Publication

Abstract

Motion paths of cable-driven hexapods must carefully be planned to ensure that the lengths and tensions of all cables remain within acceptable limits, for a given wrench applied to the platform. The cables cannot go slack –to keep the control of the platform– nor excessively tight –to prevent cable breakage– even in the presence of bounded perturbations of the wrench. This paper proposes a path planning method that accommodates such constraints simultaneously. Given two configurations of the platform, the method attempts to connect them through a path that, at any point, allows the cables to counteract any wrench lying inside a predefined uncertainty region. The resulting C-space is placed in correspondence with a smooth manifold, which allows defining a continuation strategy to search this space systematically from one configuration, until the second configuration is found, or path non-existence is proved by exhaustion of the search.
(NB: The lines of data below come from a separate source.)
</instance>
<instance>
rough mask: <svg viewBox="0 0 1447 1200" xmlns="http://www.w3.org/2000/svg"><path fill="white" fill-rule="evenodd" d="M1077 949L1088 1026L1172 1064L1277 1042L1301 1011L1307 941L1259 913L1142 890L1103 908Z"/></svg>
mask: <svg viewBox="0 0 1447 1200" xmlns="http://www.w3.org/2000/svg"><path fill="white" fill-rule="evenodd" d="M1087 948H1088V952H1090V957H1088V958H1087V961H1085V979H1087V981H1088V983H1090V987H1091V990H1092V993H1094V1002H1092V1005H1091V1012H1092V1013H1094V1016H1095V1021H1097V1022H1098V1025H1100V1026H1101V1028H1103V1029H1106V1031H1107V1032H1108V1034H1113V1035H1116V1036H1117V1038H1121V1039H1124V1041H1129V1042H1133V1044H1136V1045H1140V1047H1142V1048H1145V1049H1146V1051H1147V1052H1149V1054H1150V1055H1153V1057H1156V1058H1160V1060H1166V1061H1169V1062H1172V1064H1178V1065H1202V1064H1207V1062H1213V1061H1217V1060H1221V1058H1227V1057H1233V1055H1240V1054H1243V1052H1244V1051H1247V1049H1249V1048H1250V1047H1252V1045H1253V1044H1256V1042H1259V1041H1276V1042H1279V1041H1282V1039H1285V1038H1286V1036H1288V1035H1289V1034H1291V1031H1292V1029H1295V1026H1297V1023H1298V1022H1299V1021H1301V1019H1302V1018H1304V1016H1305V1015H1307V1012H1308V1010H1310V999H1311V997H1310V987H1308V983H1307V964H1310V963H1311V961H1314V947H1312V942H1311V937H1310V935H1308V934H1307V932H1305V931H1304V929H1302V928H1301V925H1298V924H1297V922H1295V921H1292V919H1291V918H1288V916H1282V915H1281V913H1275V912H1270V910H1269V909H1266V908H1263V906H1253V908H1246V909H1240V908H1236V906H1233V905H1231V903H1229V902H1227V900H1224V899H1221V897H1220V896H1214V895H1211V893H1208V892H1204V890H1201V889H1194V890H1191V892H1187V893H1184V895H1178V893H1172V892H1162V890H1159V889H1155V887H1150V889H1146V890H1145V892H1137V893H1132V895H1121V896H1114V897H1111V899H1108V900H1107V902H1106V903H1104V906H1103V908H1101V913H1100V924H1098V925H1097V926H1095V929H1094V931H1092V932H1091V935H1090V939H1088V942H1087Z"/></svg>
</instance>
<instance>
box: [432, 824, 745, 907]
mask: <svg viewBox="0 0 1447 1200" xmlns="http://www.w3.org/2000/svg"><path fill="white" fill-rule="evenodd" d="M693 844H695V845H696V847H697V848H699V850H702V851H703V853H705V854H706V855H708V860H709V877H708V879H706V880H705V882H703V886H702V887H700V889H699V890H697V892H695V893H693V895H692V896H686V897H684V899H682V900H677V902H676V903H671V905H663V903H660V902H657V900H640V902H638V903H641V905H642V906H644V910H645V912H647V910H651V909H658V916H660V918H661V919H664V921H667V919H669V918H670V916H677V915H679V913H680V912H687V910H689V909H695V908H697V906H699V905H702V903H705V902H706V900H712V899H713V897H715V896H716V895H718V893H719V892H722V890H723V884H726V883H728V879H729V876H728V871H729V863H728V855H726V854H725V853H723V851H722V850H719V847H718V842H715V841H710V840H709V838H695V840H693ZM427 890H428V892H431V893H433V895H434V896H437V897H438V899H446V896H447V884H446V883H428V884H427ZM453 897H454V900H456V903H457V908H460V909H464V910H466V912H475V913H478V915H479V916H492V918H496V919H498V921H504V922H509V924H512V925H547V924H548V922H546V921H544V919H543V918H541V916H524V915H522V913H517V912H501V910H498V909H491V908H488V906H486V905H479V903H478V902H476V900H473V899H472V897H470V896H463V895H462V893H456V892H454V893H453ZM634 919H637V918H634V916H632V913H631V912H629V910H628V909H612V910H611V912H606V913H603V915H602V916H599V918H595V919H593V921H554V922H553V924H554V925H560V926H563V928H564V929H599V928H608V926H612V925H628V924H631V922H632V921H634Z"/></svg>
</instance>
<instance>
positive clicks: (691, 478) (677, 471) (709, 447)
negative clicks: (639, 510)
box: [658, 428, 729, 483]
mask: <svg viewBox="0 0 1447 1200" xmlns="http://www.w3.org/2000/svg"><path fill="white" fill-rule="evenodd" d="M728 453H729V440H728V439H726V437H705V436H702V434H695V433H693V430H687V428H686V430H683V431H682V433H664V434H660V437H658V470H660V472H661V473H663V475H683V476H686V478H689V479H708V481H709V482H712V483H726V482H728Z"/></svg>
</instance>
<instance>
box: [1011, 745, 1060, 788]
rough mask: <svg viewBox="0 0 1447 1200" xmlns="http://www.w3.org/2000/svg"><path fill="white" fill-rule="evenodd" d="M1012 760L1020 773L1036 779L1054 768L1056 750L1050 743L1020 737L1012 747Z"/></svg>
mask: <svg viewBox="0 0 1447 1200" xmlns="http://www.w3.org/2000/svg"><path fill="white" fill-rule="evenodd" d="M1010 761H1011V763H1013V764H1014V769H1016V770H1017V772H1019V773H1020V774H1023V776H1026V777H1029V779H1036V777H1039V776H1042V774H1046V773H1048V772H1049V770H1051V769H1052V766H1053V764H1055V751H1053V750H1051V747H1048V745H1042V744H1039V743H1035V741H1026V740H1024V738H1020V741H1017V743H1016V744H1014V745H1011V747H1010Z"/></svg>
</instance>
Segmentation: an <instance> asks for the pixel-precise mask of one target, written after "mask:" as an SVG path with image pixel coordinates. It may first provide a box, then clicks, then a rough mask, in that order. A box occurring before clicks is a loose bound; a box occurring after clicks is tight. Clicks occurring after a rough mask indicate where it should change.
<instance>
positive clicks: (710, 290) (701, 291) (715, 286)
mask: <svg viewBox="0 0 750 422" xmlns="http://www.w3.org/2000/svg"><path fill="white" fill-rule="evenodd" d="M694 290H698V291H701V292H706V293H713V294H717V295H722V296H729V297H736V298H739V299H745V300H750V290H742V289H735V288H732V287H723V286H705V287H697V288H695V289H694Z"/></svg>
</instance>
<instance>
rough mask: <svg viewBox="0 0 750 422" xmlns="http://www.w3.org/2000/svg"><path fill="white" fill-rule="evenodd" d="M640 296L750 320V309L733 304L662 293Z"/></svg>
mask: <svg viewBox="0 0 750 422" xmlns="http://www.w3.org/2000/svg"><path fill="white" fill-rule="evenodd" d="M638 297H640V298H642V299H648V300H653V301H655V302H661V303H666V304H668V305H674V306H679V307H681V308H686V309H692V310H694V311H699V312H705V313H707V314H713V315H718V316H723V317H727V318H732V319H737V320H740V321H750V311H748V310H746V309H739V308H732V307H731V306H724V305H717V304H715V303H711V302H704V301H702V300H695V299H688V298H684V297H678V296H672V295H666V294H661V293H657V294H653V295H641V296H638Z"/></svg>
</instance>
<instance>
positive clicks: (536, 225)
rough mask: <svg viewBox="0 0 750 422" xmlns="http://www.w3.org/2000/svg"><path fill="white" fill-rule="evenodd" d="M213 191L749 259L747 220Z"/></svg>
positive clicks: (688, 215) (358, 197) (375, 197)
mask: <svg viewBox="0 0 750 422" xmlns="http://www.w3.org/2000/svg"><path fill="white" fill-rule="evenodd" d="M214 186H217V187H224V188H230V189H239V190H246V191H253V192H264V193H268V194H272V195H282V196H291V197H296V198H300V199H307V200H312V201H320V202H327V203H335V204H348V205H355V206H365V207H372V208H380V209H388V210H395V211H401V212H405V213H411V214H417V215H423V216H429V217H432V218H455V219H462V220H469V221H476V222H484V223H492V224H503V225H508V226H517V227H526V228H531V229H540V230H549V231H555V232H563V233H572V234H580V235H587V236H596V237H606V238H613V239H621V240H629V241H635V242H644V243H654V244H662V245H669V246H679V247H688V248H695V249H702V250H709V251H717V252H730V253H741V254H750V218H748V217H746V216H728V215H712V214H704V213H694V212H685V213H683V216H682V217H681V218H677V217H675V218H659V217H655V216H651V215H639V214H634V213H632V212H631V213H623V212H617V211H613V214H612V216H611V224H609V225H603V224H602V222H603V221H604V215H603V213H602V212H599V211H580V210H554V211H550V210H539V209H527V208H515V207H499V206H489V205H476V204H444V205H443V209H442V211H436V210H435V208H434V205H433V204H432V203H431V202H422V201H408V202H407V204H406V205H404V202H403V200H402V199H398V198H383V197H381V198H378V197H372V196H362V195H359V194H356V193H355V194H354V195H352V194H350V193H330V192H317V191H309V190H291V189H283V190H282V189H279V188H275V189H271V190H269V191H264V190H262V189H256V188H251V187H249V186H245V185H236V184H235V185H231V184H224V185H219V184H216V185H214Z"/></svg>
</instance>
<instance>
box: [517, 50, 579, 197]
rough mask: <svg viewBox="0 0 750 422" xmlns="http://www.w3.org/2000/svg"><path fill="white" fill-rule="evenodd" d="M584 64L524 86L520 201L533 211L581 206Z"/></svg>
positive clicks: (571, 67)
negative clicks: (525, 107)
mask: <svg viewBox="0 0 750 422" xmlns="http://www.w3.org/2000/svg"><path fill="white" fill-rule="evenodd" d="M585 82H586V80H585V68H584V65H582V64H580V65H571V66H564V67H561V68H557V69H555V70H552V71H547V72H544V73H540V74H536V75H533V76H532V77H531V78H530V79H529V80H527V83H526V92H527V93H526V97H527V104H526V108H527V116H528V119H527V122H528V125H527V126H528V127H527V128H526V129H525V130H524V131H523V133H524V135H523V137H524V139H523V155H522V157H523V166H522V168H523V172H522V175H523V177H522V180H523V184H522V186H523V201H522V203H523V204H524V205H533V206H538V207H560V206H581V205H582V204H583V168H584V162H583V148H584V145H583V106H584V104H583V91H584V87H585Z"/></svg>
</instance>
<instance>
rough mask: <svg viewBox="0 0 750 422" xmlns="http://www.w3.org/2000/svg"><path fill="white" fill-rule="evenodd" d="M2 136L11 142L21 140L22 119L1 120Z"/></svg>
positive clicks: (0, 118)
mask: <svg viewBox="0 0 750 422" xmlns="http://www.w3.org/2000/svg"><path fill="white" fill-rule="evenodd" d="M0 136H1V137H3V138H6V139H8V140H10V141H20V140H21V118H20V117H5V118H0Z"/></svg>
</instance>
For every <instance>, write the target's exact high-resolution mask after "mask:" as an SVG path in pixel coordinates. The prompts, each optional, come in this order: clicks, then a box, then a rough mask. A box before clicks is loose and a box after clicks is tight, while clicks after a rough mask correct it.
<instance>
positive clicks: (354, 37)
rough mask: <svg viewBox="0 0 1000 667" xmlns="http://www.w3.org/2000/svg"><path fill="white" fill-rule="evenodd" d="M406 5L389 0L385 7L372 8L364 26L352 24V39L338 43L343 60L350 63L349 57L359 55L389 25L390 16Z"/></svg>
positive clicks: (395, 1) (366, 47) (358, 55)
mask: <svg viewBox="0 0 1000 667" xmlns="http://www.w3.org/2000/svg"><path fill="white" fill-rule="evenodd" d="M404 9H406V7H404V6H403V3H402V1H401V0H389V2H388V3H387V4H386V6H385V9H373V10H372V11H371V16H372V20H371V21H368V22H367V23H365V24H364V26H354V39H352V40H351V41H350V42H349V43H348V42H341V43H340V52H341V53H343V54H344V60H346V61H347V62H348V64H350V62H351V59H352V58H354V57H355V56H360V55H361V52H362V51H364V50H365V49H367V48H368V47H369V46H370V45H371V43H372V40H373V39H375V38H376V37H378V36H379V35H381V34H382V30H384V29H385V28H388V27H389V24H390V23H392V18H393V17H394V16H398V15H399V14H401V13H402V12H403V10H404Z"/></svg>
The approach is illustrated on the NIST Robocrane hexapod, but it remains applicable to general cable-driven hexapods, either to navigate their full six-dimensional C-space, or any of its slices.

Categories

manipulators, planning (artificial intelligence), robot kinematics.

Author keywords

cable-driven hexapod, tendon, wire, higher-dimensional continuation, wrench-feasible C-space, robocrane

Scientific reference

O. Bohigas, M. Manubens and L. Ros. Navigating the wrench-feasible C-space of cable-driven hexapods, 1st International Conference on Cable-Driven Parallel Robots, 2012, Stuttgart, in Cable-Driven Parallel Robots, Vol 12 of Mechanisms and Machine Science, pp. 53-68, 2013, Springer.